18. Quel site remboursé le premier pari en cash ?

On rappelle que PMU est le seul site qui rembourse encore en cash le premier pari.

19. Qui est ZEbet ?

ZEbet est un opérateur de paris sportifs qui a obtenu l'agrément de l'ARJEL (Autorité de régulation des jeux en ligne) en 2014, peu avant la coupe du monde de football.

20. Quel est le meilleur entre Betclic et Winamax ?

L'offre de Winamax est meilleure que celle de Betclic. Elle est accessible à partir de 3 matchs (5 sur Betclic) et permet de remporter jusqu'à 100% de bonus (50% sur Betclic). ⚽ Pari combiné sur 1 match unique : formule de jeu aussi révolutionnaire que le cash out en son temps.

21. Ou parier tabac ?

Parier au tabac : comment ça marche ?
  • Se rendre dans le bureau de tabac le plus proche ;
  • Se rendre à la borne FDJ ;
  • Choisir un match de plusieurs matchs sur la liste affichée ;
  • Remplir un bulletin de pari avec le numéro des matchs, votre prédiction et votre mise ;
  • Donner le bulletin FDJ au buraliste ;

22. Comment faire sortir de l'argent sur 1xbet ?

Une fois que vous cliquez sur ce logo, un menu s'ouvre alors sur la gauche de l'écran, avec toutes les options disponibles de votre compte, votre solde y sera également affiché.
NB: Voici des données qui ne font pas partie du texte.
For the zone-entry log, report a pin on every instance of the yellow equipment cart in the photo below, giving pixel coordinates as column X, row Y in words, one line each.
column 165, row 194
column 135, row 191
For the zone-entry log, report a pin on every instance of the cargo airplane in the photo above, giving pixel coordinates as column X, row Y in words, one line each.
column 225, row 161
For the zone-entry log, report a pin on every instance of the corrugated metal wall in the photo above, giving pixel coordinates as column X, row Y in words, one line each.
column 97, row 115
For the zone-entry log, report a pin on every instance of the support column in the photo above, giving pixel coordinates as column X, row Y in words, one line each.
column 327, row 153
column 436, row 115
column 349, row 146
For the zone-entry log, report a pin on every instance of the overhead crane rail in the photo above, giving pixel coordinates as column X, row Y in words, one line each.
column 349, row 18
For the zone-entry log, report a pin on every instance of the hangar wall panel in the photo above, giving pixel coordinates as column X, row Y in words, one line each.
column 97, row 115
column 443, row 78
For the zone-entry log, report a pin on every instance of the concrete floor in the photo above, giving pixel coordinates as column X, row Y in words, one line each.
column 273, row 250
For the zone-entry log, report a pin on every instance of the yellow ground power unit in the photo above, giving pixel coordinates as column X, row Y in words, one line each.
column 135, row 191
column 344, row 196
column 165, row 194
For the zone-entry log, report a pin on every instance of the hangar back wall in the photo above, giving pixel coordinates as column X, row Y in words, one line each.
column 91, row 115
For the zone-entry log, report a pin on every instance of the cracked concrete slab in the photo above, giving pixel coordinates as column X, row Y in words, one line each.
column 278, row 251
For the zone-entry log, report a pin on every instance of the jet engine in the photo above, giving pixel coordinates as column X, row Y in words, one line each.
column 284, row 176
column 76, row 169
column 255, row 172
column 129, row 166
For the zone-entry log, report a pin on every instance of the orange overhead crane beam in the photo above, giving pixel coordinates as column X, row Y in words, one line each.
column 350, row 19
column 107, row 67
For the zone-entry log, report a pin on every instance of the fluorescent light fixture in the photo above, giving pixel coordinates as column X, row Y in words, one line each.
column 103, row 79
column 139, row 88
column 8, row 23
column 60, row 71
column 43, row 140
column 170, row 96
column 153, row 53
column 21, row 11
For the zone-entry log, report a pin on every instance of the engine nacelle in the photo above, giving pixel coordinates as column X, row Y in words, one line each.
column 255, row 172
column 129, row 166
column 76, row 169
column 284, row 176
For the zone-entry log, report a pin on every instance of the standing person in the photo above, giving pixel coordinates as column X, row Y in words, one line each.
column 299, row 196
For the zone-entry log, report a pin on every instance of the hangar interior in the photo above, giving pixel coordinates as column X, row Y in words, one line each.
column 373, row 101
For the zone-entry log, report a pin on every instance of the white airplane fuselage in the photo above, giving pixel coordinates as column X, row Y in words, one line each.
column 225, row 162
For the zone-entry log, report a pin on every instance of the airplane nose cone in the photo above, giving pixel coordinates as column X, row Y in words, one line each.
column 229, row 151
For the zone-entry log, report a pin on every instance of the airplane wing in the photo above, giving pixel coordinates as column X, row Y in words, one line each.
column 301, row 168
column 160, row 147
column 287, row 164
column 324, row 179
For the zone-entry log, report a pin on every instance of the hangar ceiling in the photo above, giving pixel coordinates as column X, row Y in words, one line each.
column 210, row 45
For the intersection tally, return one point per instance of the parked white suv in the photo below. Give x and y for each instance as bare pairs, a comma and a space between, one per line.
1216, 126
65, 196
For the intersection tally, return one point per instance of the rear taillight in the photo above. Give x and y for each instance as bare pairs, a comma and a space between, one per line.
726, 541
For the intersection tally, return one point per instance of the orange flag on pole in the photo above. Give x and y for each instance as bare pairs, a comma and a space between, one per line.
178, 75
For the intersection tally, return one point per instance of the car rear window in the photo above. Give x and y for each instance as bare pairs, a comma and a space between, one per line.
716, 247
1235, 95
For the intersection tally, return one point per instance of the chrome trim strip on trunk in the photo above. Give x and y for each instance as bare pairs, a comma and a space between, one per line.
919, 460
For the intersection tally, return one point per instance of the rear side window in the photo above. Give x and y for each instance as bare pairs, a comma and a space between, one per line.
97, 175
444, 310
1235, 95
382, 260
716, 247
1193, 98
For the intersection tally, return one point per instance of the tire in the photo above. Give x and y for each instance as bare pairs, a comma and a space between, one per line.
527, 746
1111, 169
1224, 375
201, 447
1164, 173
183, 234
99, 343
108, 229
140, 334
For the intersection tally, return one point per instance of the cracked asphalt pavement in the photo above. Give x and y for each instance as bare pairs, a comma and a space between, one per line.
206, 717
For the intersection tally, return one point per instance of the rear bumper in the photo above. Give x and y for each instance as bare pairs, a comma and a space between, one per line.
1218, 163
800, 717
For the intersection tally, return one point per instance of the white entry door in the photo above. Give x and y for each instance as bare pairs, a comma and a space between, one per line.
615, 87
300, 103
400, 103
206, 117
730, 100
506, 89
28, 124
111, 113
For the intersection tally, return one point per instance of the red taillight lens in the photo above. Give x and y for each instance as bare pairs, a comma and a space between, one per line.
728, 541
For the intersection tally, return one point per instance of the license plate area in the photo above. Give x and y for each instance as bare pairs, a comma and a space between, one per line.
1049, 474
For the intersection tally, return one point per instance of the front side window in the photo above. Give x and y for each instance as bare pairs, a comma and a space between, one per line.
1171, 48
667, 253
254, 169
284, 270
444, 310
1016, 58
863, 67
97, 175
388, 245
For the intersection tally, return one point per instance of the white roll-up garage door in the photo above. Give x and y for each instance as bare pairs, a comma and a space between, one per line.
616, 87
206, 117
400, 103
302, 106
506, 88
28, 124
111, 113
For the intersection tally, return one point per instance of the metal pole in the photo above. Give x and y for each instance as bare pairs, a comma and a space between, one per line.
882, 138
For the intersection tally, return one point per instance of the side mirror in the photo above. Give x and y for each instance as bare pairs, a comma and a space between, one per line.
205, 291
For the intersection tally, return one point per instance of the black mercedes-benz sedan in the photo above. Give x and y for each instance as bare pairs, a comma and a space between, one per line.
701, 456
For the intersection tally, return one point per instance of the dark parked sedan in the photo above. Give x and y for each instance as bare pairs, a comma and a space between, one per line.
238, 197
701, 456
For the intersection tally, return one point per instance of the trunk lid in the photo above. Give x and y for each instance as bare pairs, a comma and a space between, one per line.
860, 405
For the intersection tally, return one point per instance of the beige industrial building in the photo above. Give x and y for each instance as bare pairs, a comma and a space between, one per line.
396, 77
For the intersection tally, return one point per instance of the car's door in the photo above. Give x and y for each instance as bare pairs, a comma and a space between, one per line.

Cliquez sur "Retirer des fonds" pour accéder à la page des retraits sur laquelle de nombreuses méthodes de retrait seront affichées.

23. Quel est le numéro WhatsApp de 1xBet ?

1xbet Côte d'Ivoire - Contacter ce numéro WhatsApp 777942831 | Facebook.

24. Comment avoir 1xBet personnalisé ?

Connectez-vous sur le site internet 1xBet. Cliquez sur l'onglet «inscription» placé en haut et à droite de l'écran. Choisissez le mode d'inscription (en un clic, par réseaux sociaux, par email, par téléphone). Choisissez votre nationalité, puis cliquez sur «s'inscrire».

25. Comment gagner 1.000 euros sur TikTok ?

Pour gagner de l'argent avec TikTok, vous devez être âgé de 18 ans ou plus, avoir au moins 10 000 abonnés et avoir eu plus de 100 000 vues sur vos vidéos au cours des 30 derniers jours. Vous pouvez ensuite vous adresser au TikTok Creator Fund via l'application.